A Georgia judge on Tuesday paused a last-minute rule adopted by Donald Trump’s allies on the State Election Board requiring ballots to be counted by hand.
The judge wrote that introducing an unknown and untested rule at the “11th-and-one-half hour” affecting more than 7,500 poll workers was guaranteed to introduce “administrative chaos” that was “entirely inconsistent with the obligations of our boards of elections (and the State Election Board) to ensure that our elections are fair, legal and orderly.”
The September 20 rule requires that after the polls close on Election Day, three poll officers must unseal and open each scanner ballot box and remove the paper ballots and sort them into stacks of 50 ballots to make sure the ballots match the figures recorded on the precinct poll pads, ballot marking devices, and scanner recap forms.
The poll officer must then document any inconsistency along with “any corrective measures taken,” though it doesn’t say what those measures should be.
Georgia’s Republican Secretary of State Brad Raffensperger had opposed the rule when it was approved, saying his office wouldn’t have time to issue guidelines or train poll workers to implement the rule, according to Tuesday’s ruling.
The rule also likely exceeded the SEB’s authority and violated Georgia’s administrative procedure laws, the judge concluded.
Nevertheless, the former president’s MAGA allies on the SEB approved the hand count rule 3-2 as part of a wave of new regulations making it harder to count ballots and certify the vote in a crucial battleground state.
Georgia is one of seven states expected to determine the outcome of the election. Almost 415,700 people turned out Tuesday for the first day of early voting, “shattering” earlier voting records, Raffensperger wrote on X.

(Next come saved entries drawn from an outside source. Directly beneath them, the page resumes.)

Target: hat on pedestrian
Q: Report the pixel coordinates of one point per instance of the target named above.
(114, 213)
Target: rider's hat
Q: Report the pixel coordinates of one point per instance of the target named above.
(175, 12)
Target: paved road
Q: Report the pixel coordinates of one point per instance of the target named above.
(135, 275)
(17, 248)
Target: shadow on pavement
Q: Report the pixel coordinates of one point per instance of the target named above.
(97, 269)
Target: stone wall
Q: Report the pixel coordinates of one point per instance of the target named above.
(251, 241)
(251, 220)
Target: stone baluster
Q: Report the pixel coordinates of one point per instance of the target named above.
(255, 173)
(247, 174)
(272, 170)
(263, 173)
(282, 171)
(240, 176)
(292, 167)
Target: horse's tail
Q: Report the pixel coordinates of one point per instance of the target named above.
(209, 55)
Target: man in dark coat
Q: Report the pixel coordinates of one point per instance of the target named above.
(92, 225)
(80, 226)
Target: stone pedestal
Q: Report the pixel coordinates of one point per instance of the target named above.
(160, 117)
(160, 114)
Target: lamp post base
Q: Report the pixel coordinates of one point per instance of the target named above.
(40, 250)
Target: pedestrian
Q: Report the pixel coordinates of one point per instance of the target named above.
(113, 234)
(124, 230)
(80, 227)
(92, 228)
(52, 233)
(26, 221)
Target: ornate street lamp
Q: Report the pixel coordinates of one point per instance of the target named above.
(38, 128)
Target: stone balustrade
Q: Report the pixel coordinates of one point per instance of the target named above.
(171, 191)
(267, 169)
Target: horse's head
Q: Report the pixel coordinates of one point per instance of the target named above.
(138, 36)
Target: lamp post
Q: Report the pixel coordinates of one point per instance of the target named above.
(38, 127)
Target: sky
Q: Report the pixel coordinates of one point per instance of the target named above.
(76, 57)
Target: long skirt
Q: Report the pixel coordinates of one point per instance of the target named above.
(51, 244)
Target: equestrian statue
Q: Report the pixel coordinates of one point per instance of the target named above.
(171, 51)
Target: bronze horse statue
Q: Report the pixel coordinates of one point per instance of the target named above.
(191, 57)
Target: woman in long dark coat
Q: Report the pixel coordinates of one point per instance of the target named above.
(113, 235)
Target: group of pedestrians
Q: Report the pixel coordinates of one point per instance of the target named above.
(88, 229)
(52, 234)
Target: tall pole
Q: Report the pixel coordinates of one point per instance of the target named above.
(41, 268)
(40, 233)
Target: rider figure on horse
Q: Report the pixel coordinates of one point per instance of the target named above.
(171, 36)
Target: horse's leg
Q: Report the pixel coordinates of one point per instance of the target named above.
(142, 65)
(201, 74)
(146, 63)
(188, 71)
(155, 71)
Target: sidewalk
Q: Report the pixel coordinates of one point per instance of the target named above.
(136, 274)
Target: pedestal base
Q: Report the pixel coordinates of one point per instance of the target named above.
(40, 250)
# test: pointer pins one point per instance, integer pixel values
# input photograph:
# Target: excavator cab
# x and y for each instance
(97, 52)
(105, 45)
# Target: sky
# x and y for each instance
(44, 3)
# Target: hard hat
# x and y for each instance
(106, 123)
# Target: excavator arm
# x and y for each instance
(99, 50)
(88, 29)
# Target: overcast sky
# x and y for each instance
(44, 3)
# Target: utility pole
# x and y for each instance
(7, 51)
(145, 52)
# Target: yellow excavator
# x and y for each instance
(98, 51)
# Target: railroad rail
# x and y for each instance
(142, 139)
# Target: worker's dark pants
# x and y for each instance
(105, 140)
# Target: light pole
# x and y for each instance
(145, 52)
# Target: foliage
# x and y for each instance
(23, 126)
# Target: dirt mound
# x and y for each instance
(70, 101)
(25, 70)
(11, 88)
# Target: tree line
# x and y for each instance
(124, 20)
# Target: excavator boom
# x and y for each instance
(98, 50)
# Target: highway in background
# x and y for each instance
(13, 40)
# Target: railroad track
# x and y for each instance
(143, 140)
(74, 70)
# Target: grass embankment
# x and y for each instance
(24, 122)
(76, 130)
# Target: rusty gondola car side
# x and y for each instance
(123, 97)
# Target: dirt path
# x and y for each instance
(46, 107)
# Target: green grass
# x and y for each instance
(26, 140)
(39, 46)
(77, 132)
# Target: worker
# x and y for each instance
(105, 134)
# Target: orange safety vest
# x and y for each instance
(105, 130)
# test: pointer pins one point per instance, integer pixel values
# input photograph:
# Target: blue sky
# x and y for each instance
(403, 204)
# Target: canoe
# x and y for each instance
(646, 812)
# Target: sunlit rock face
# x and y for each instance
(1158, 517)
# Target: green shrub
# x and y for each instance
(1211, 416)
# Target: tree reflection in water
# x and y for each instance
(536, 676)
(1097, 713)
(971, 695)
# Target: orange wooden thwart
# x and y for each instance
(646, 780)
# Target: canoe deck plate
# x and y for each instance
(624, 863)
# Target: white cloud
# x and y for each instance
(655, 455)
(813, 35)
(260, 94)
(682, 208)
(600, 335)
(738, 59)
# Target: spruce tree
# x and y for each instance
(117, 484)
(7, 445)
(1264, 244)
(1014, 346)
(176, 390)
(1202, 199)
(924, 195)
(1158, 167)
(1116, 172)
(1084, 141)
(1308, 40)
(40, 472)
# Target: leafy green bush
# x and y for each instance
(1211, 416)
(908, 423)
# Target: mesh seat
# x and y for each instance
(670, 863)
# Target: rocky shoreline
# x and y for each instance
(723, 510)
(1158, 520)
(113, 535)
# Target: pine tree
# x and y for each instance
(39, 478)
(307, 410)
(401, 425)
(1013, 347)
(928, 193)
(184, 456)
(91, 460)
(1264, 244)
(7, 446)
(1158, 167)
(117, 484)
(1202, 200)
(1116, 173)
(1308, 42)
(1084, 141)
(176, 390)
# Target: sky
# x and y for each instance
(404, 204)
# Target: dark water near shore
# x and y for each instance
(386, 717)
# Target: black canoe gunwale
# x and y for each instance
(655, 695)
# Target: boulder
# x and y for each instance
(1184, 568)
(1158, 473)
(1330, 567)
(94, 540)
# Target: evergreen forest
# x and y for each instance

In the days leading up to the judge’s decision, Raffensperger said the SEB’s hand-count rule would create a “breeding ground for conspiracy theories” if allowed to stand.
The judge in the case apparently agreed, issuing a temporary injunction that blocks the rule while it makes its way through the court system.
“This election season is fraught; memories of January 6 have not faded away,” Judge Robert C.I. McBurney wrote. “Anything that adds uncertainty and disorder to the electoral process disserves the public.”